‘Disclosure’ unveils Hollywood’s distorted depiction of Trans lives - Bubblegum Club

‘Disclosure’ unveils Hollywood’s distorted depiction of Trans lives

“I can’t even tell you how many times I’ve been in public space, particularly early in my transition, when I would walk into a subway car and people would just burst into laughter.”

Laverne Cox

Cox is an Emmy-nominated American actress and LGBTQ+ advocate who came to prominence through her role as Sophia Burset on the series Orange is the New Black. Cox is one of the very few women who early on in their career, worked in film and television as an “openly” transgender woman. I realise the absurdity of that sentence as I write it —that one would have to be openly anything. That a certain part of our population is expected to declare and announce who they are or who they sleep with. That they have something to disclose.

Disclosure (n)

  • the action of making new or secret information known.
  • a fact, especially a secret, that is made known.
    revelation, declaration, expose, unveiling, uncovering.
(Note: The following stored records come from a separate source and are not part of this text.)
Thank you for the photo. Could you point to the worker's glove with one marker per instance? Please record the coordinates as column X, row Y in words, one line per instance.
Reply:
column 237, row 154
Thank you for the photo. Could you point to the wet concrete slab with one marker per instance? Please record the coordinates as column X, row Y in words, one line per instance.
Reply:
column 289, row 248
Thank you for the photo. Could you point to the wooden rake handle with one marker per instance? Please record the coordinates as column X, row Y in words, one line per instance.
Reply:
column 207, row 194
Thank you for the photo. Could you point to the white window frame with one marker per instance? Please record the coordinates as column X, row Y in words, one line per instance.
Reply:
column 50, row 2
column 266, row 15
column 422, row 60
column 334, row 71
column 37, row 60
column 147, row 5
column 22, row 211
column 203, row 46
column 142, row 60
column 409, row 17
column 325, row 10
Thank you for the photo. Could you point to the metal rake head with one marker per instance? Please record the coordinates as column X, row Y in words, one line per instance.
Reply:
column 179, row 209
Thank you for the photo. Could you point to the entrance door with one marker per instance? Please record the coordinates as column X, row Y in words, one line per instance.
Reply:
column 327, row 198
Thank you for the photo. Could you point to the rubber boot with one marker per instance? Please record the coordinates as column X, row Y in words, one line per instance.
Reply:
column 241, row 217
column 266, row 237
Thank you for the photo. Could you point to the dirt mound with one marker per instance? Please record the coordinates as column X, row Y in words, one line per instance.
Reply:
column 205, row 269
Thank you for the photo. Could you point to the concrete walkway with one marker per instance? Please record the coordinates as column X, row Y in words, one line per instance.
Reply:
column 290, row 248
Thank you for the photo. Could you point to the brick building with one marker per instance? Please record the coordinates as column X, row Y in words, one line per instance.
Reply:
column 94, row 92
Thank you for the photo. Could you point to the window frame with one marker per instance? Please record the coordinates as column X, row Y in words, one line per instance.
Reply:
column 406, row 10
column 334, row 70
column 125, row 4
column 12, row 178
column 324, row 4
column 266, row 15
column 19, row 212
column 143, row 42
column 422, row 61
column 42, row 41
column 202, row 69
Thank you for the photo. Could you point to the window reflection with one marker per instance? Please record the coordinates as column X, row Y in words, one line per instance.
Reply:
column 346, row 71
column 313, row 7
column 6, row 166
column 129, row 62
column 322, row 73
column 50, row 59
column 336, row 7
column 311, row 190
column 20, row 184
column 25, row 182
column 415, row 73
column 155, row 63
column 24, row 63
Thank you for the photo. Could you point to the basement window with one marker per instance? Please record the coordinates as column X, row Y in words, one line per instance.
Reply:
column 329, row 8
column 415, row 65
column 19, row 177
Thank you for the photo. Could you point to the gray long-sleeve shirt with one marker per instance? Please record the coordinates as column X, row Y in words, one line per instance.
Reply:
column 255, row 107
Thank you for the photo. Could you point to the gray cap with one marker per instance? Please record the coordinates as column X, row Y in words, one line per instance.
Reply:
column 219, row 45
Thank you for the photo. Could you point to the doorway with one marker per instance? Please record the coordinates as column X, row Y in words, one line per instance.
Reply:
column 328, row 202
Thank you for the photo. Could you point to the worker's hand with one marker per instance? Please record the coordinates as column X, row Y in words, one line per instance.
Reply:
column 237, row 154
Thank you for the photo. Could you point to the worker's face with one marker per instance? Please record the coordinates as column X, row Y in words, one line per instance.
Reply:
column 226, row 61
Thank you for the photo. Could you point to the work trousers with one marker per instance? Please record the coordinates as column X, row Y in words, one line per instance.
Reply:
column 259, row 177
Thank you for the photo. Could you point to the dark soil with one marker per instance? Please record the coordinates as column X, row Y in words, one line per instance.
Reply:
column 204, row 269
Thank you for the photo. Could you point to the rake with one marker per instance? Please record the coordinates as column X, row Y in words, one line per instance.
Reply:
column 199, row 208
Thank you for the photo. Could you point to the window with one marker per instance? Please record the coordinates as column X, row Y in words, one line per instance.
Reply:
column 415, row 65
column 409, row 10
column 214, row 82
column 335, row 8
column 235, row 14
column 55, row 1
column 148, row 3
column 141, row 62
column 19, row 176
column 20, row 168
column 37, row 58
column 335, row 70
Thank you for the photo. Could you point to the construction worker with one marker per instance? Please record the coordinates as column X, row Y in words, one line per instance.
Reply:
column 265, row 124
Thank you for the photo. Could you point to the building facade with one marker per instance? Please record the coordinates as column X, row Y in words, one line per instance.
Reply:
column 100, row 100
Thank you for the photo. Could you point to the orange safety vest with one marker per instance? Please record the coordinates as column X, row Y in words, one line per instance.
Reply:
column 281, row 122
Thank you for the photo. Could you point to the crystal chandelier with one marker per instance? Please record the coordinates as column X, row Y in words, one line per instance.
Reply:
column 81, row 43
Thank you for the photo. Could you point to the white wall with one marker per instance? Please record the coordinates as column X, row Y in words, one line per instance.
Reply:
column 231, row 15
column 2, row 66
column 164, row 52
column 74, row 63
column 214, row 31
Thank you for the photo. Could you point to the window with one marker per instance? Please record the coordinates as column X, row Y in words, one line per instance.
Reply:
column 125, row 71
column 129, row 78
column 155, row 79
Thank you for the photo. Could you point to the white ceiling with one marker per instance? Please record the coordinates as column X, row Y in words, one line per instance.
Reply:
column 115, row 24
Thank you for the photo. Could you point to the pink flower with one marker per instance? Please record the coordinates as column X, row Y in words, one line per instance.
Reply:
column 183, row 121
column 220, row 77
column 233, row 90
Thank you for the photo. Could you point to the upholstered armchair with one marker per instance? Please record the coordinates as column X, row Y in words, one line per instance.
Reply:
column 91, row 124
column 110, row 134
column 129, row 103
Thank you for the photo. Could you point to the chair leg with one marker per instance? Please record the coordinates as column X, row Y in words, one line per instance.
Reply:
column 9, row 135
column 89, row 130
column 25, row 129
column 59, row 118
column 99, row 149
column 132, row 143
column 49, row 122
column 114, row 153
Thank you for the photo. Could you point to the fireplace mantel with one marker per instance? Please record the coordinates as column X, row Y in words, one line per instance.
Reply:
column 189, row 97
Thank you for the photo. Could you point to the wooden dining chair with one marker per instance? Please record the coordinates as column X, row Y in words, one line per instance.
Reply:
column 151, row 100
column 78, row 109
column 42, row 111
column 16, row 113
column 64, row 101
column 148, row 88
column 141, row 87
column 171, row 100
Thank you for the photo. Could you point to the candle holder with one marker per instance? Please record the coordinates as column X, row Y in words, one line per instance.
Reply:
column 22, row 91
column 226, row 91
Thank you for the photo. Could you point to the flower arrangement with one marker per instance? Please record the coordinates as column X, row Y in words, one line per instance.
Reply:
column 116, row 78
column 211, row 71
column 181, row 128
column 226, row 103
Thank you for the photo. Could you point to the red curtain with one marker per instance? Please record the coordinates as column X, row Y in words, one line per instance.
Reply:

If you’re a cisgender person reading this, I would like to hear the details of your coming-out party……I’ll wait.

Photograph sourced from Netflix

Disclosure is a 2020 documentary directed by Sam Feder. The film takes a historical journey of the depiction of trans lives on screen. The film’s executive producers include Cox, who also stars in it, detailing her own experience of representation by Hollywood. Through personal accounts of members of the trans community, the documentary reveals the tangled and violent politics of representation. Hollywood’s transphobia, homophobia and racism are made evident through its obsession with blackface, the portrait of trans people as psychopathic serial killers and or hookers while eliciting humour and ridicule—scene after scene of transwomen in bad makeup unable to walk in heels and trans men who get found out when their breasts are revealed—from Bugs Bunny, Two and a Half Men, The Jeffersons, The Silence of the Lambs to Boys Don’t Cry.

Disclosure banner

At worst, trans men and women are dangerous and at best, they are harmless but laughable. Disclosure explores how closely representation is tangled up with notions of glamour, beauty, desirability and evaluative standards as well as race and class. One of the ways this is demonstrated is through the movie “Boys Don’t Cry” – a biographical dramatisation of the real-life story of Brandon Teena. Teena was an American trans man who fell victim to a horrifyingly wicked hate crime which led to his death (together with Lisa Lambert). Despite bringing forth this very important story, the film completely erases the story of a Black man who was killed at the scene; Phillip DeVine. This erasure is not only violent and inhumane but draws attention to the ways in which race, gender and class cannot be separated in a hetero-patriarchal and racist society.

Photograph sourced from Netflix

Disclosure traverses both cultural and material concerns with regards to trans lives, it does this by looking at the historical and political logics of how these elements affect each other. Socio-political systems affect culture and culture affects socio-political systems. The film is engaging and affecting and ultimately reminds us that work of liberation is difficult. It requires a commitment to disassemble oppressive behaviours and attitudes at every turn. To echo Indian scholar Gayatri Chakravorty Spivak; “The revolution is like housework; it has to be done everyday”.